2020 Election Update: Sanders Says Reject Big Pharma Money; Harris’ Medicare for All Has Private Option
Sanders Calls on Rivals to Reject Pharma Donations
Bernie Sanders is calling on his Democratic presidential rivals and the rest of the party to reject donations from pharmaceutical and health-insurance industry political action committees, executives and lobbyists.
Sanders’s campaign says he will argue in a speech he’s set to deliver Wednesday that it is impossible to overhaul the U.S. health care system while also taking donations from the industry.
“You can’t change a corrupt system by taking its money,” according to prepared remarks. “If we are going to break the stranglehold of corporate interests over the health care needs of the American people, we have got to confront a Washington culture that has let this go on for far too long.”
Sanders will release a pledge for other candidates in which they would agree not to knowingly take any donations of more than $200 from those industries.

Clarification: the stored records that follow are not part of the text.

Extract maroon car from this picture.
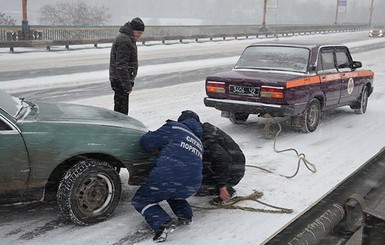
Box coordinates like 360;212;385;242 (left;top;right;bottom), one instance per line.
204;40;374;132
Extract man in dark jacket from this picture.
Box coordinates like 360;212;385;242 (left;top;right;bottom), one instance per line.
131;111;203;242
110;18;144;115
199;122;246;204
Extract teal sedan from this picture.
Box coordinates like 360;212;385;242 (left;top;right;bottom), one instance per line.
0;90;152;225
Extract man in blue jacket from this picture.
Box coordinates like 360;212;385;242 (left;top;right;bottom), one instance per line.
132;111;203;242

The pledge lists more than 150 companies belonging to the Pharmaceutical Research and Manufacturers of America and America’s Health Insurance Plans, including Allstate Insurance and Eli Lilly & Co.
The challenge will come as part of a broader speech in which Sanders, who has seen declines in recent national polls, will defend his “Medicare for All” health proposal. Former Vice President Joe Biden, the current front-runner in the race, said this week he wants to add a public option to the Affordable Care Act, arguing that it is a far less costly approach.
Harris’s Medicare for All Has a Private Option
Democratic presidential candidate Kamala Harris said her Medicare for All plan wouldn’t end private insurance. At least not right away.
“Medicare for All means that everyone will have access to health care and that cost will not be a barrier,” Harris told CNN in an interview aired Wednesday.
“As it relates to private insurance, there will still be supplemental insurance, but yeah, transitioning into Medicare for All will at some point reduce the requirement for insurance because everyone will have access to health care,” she said.
Harris has been accused of waffling on her health care plan, embracing Medicare for All but trying to find a narrow path between two competing constituencies in the Democratic Party.
On one side are progressives such as Elizabeth Warren and Bernie Sanders who embrace a Medicare for all system that would eliminate most private insurance. On the other side are moderates, including front-runner Joe Biden, seek to preserve Obamacare but would add on new government-run options in an effort to maximize consumer choice.
Harris said on CNN that private insurance would remain a “supplemental” option, under her plan. But that would eventually not be needed as there won’t be a need. She also said she doesn’t see a middle-class tax hike needed to fund her proposal, and she’d instead eye more targeted new revenue sources such as going after Wall Street.